1809-1813 King Joseph's Army ( Regular Infantry)

1809-1813 King Joseph's Army ( Regular Infantry)

Joseph’s uniforms remain a dubious and poorly documented subject, with much confusion as to the regiment’s numbers, names, and actual clothing. The one generally accepted idea is that most, if not all, of Joseph's infantry wore brown coats.

3rd Line Infantry Regiment (Seville), Officer, Field Uniform, 1811
At least two sources give Seville black facings, though another shows its coat as brown, with white waistcoat and breeches. Possibly this is summer dress.
Claiming to be legal king of Spain, Joseph adopted Spain’s traditional red cockade.

4th Line Infantry Regiment (Soria), Grenadier, 1811
Note the red “flaming grenade” on his forage cap. 

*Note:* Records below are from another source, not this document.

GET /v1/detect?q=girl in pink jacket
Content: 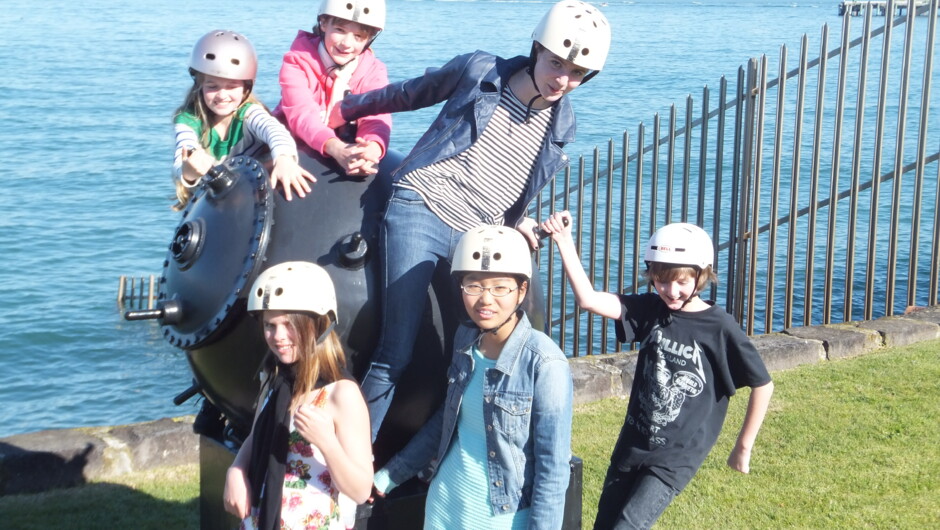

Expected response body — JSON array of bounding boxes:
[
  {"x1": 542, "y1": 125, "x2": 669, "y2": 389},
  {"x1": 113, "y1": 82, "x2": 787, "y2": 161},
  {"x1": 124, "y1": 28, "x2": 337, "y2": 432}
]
[{"x1": 275, "y1": 0, "x2": 392, "y2": 177}]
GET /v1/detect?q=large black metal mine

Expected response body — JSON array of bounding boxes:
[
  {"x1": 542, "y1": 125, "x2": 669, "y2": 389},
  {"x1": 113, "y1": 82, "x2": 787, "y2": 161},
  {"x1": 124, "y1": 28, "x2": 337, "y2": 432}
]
[{"x1": 126, "y1": 151, "x2": 580, "y2": 528}]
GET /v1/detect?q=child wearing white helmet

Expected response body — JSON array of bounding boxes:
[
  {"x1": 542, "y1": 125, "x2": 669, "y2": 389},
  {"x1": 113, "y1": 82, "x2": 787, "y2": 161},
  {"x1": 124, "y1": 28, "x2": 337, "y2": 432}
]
[
  {"x1": 223, "y1": 261, "x2": 372, "y2": 530},
  {"x1": 274, "y1": 0, "x2": 392, "y2": 177},
  {"x1": 375, "y1": 226, "x2": 572, "y2": 530},
  {"x1": 331, "y1": 0, "x2": 610, "y2": 437},
  {"x1": 542, "y1": 212, "x2": 774, "y2": 530},
  {"x1": 173, "y1": 30, "x2": 316, "y2": 210}
]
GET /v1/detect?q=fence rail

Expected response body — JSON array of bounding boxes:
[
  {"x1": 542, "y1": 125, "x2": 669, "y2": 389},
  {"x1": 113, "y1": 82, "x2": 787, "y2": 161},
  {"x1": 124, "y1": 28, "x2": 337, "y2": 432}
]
[{"x1": 533, "y1": 0, "x2": 940, "y2": 356}]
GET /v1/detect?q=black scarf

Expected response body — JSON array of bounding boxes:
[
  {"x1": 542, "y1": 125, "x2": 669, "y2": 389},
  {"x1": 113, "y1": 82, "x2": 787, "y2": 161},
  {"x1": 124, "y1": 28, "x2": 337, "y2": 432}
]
[{"x1": 248, "y1": 363, "x2": 295, "y2": 530}]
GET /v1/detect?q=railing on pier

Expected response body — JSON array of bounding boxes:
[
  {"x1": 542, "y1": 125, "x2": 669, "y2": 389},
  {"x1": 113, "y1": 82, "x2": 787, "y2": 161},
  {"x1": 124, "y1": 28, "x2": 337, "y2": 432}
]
[
  {"x1": 839, "y1": 0, "x2": 930, "y2": 17},
  {"x1": 532, "y1": 0, "x2": 940, "y2": 356},
  {"x1": 117, "y1": 274, "x2": 157, "y2": 311}
]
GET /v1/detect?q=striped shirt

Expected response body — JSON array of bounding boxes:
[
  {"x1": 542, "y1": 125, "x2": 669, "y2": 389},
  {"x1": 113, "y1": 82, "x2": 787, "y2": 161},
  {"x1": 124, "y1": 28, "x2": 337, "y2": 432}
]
[
  {"x1": 173, "y1": 103, "x2": 297, "y2": 187},
  {"x1": 398, "y1": 87, "x2": 554, "y2": 232}
]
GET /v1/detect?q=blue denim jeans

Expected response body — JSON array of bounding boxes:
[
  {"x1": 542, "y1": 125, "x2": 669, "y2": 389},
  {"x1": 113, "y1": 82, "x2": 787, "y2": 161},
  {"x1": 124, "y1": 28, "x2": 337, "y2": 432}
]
[
  {"x1": 594, "y1": 464, "x2": 679, "y2": 530},
  {"x1": 362, "y1": 187, "x2": 463, "y2": 441}
]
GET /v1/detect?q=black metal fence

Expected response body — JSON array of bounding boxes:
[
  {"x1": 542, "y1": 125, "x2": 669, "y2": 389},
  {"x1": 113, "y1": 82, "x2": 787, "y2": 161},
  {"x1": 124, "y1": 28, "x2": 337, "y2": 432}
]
[{"x1": 533, "y1": 0, "x2": 940, "y2": 356}]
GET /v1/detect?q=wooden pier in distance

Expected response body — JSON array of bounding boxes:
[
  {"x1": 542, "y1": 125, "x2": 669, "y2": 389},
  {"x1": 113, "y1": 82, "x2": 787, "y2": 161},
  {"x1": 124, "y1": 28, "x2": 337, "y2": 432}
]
[{"x1": 839, "y1": 0, "x2": 930, "y2": 17}]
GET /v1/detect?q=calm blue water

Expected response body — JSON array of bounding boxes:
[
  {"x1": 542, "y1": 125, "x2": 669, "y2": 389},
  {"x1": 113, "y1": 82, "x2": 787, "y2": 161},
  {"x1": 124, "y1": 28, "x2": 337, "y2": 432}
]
[{"x1": 0, "y1": 0, "x2": 841, "y2": 436}]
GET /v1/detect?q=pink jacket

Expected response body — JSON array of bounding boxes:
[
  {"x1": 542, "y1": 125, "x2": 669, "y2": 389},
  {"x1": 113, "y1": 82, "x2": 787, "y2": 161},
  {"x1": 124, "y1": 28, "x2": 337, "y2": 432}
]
[{"x1": 274, "y1": 30, "x2": 392, "y2": 156}]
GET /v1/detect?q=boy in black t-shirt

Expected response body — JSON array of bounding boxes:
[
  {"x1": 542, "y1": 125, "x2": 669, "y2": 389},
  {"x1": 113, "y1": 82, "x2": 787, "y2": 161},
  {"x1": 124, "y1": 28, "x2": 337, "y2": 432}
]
[{"x1": 542, "y1": 212, "x2": 773, "y2": 530}]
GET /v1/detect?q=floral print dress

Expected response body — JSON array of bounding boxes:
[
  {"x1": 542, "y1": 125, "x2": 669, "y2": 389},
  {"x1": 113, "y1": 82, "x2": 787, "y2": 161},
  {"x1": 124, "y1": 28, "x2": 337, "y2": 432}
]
[{"x1": 242, "y1": 383, "x2": 354, "y2": 530}]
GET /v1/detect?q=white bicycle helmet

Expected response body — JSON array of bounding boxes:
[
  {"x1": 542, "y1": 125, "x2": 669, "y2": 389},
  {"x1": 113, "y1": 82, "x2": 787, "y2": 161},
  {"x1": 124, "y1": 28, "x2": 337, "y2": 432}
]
[
  {"x1": 319, "y1": 0, "x2": 385, "y2": 31},
  {"x1": 248, "y1": 261, "x2": 337, "y2": 323},
  {"x1": 643, "y1": 223, "x2": 715, "y2": 270},
  {"x1": 189, "y1": 29, "x2": 258, "y2": 81},
  {"x1": 532, "y1": 0, "x2": 610, "y2": 72},
  {"x1": 451, "y1": 225, "x2": 532, "y2": 280}
]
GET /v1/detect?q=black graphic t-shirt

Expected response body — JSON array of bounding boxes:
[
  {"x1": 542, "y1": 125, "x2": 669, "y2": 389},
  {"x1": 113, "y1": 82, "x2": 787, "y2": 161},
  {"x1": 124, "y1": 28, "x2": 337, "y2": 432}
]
[{"x1": 611, "y1": 293, "x2": 770, "y2": 490}]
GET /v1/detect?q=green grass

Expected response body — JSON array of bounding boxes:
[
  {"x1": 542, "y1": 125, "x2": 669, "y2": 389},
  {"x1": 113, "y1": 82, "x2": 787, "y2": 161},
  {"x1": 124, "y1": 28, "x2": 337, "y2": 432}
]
[
  {"x1": 573, "y1": 341, "x2": 940, "y2": 528},
  {"x1": 0, "y1": 341, "x2": 940, "y2": 529}
]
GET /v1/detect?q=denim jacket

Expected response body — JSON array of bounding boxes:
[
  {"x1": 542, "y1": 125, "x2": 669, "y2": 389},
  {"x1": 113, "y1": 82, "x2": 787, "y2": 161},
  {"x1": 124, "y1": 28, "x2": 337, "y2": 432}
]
[
  {"x1": 340, "y1": 51, "x2": 575, "y2": 225},
  {"x1": 385, "y1": 313, "x2": 572, "y2": 530}
]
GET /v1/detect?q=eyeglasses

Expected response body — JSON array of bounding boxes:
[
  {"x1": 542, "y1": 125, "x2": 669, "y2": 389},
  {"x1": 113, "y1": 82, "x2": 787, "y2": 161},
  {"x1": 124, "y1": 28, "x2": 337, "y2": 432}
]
[{"x1": 460, "y1": 283, "x2": 519, "y2": 297}]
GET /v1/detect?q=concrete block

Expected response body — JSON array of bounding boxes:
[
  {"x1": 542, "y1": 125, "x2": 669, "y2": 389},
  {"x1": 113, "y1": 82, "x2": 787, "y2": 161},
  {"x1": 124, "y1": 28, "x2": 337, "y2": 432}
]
[
  {"x1": 784, "y1": 324, "x2": 882, "y2": 361},
  {"x1": 570, "y1": 352, "x2": 637, "y2": 405},
  {"x1": 858, "y1": 316, "x2": 940, "y2": 348},
  {"x1": 0, "y1": 416, "x2": 199, "y2": 495},
  {"x1": 751, "y1": 333, "x2": 826, "y2": 372},
  {"x1": 898, "y1": 306, "x2": 940, "y2": 326}
]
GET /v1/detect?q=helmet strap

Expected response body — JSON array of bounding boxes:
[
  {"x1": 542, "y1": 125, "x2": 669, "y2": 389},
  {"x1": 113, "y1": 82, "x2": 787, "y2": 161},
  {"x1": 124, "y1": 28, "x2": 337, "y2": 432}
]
[{"x1": 317, "y1": 319, "x2": 336, "y2": 346}]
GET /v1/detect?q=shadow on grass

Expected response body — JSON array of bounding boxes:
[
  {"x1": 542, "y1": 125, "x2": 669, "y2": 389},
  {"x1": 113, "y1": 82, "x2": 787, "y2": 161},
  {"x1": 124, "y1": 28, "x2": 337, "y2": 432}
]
[{"x1": 0, "y1": 483, "x2": 199, "y2": 530}]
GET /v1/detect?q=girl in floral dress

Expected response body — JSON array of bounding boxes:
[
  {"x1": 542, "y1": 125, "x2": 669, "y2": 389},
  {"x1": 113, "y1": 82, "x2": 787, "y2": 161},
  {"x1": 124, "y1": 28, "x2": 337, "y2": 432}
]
[{"x1": 224, "y1": 262, "x2": 372, "y2": 530}]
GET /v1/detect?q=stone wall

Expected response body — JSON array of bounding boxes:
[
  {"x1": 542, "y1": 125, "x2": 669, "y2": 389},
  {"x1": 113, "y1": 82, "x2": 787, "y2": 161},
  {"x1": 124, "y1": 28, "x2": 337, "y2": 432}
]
[{"x1": 0, "y1": 306, "x2": 940, "y2": 495}]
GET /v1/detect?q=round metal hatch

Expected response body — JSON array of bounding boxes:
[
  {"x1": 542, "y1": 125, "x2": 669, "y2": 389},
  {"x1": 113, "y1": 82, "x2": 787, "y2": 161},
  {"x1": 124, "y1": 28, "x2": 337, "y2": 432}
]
[{"x1": 158, "y1": 157, "x2": 273, "y2": 350}]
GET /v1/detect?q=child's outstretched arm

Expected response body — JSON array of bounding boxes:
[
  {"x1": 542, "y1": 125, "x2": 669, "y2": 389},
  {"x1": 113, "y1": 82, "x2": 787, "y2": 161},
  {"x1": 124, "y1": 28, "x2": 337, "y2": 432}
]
[
  {"x1": 294, "y1": 380, "x2": 372, "y2": 504},
  {"x1": 271, "y1": 155, "x2": 317, "y2": 200},
  {"x1": 728, "y1": 381, "x2": 774, "y2": 473},
  {"x1": 541, "y1": 210, "x2": 621, "y2": 318}
]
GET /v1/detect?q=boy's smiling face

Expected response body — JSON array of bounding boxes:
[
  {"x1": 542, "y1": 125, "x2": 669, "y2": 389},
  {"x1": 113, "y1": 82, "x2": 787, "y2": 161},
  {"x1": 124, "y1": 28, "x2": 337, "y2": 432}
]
[{"x1": 320, "y1": 17, "x2": 373, "y2": 65}]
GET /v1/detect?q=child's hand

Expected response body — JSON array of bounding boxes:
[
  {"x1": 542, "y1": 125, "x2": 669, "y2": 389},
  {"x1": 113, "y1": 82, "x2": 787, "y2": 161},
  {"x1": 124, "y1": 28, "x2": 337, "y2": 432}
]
[
  {"x1": 294, "y1": 404, "x2": 336, "y2": 451},
  {"x1": 326, "y1": 101, "x2": 346, "y2": 129},
  {"x1": 222, "y1": 466, "x2": 251, "y2": 519},
  {"x1": 271, "y1": 155, "x2": 317, "y2": 200},
  {"x1": 541, "y1": 210, "x2": 571, "y2": 243},
  {"x1": 346, "y1": 138, "x2": 382, "y2": 178},
  {"x1": 728, "y1": 444, "x2": 751, "y2": 474},
  {"x1": 516, "y1": 217, "x2": 539, "y2": 250},
  {"x1": 182, "y1": 147, "x2": 215, "y2": 184},
  {"x1": 324, "y1": 138, "x2": 382, "y2": 176}
]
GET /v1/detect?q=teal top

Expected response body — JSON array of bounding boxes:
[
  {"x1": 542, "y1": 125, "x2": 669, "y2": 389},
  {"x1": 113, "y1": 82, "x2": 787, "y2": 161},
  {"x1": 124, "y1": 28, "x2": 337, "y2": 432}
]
[{"x1": 424, "y1": 345, "x2": 529, "y2": 530}]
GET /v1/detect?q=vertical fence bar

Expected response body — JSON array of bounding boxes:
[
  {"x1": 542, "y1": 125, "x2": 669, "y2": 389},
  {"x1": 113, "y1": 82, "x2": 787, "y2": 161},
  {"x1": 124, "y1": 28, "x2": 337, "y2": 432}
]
[
  {"x1": 657, "y1": 104, "x2": 676, "y2": 224},
  {"x1": 558, "y1": 165, "x2": 568, "y2": 348},
  {"x1": 907, "y1": 1, "x2": 940, "y2": 307},
  {"x1": 864, "y1": 0, "x2": 894, "y2": 320},
  {"x1": 630, "y1": 122, "x2": 649, "y2": 300},
  {"x1": 712, "y1": 76, "x2": 731, "y2": 304},
  {"x1": 615, "y1": 130, "x2": 630, "y2": 351},
  {"x1": 745, "y1": 55, "x2": 767, "y2": 335},
  {"x1": 725, "y1": 67, "x2": 749, "y2": 316},
  {"x1": 601, "y1": 138, "x2": 614, "y2": 353},
  {"x1": 927, "y1": 133, "x2": 940, "y2": 305},
  {"x1": 690, "y1": 85, "x2": 721, "y2": 229},
  {"x1": 885, "y1": 4, "x2": 917, "y2": 315},
  {"x1": 682, "y1": 95, "x2": 692, "y2": 223},
  {"x1": 803, "y1": 24, "x2": 829, "y2": 326},
  {"x1": 548, "y1": 174, "x2": 564, "y2": 338},
  {"x1": 582, "y1": 147, "x2": 600, "y2": 355},
  {"x1": 764, "y1": 46, "x2": 787, "y2": 333},
  {"x1": 842, "y1": 6, "x2": 872, "y2": 321},
  {"x1": 823, "y1": 12, "x2": 852, "y2": 324},
  {"x1": 783, "y1": 33, "x2": 809, "y2": 328},
  {"x1": 571, "y1": 156, "x2": 580, "y2": 355},
  {"x1": 630, "y1": 122, "x2": 649, "y2": 302},
  {"x1": 650, "y1": 113, "x2": 669, "y2": 234}
]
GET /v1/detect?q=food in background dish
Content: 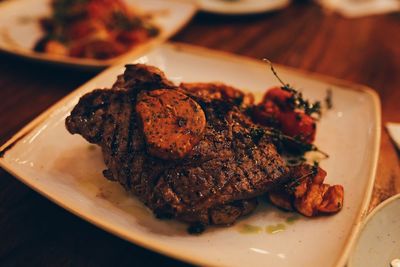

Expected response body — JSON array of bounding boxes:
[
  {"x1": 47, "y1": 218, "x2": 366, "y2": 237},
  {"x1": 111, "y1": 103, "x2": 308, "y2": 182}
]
[
  {"x1": 66, "y1": 64, "x2": 343, "y2": 233},
  {"x1": 34, "y1": 0, "x2": 159, "y2": 59}
]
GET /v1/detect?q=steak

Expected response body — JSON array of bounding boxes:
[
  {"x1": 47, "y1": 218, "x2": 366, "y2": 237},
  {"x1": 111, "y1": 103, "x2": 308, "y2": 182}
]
[{"x1": 66, "y1": 64, "x2": 288, "y2": 230}]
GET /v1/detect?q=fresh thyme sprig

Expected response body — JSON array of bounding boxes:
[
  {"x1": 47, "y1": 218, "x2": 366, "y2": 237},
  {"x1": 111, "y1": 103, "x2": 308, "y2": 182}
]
[
  {"x1": 263, "y1": 58, "x2": 321, "y2": 118},
  {"x1": 250, "y1": 128, "x2": 329, "y2": 158}
]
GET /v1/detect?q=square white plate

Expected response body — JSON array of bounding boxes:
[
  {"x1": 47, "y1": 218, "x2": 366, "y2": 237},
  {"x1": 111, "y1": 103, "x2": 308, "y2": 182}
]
[
  {"x1": 0, "y1": 0, "x2": 197, "y2": 68},
  {"x1": 0, "y1": 44, "x2": 380, "y2": 267}
]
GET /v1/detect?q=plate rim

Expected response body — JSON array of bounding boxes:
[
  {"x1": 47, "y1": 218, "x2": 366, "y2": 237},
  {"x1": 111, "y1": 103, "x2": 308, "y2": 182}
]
[
  {"x1": 0, "y1": 42, "x2": 381, "y2": 267},
  {"x1": 0, "y1": 0, "x2": 199, "y2": 69}
]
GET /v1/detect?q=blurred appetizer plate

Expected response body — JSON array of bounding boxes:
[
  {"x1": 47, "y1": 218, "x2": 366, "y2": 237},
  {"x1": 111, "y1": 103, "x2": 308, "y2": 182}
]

There is one uniform, tentatively identified as that of 5th Line Infantry Regiment (“Granada”), in the Musée de l’Armée in Paris - brown with yellow collar, lapels, round cuffs, and lining, and white button-hole tabs (one on each side of collar, 8 on each lapel, 3 on outside of each cuff).



Royal Irish Regiment, Fusilier, 1809
Formed in 1809 to take in the debris of the “Irish” regiments (by now mostly miscellaneous foreigners, including Austrians) in Spanish service. Originally projected as a “brigade”, but only one regiment could be formed - and it, for lack of replacements, was put into the reliable “Royal Foreign Regiment” in 1812.

A sketch by the Dutch officer, Keck, in 1810 shows pointed cuffs and yellow waistcoats.

Drummers had yellow lapels and swallows’ nests and orange braid. Drum hoops were bright red.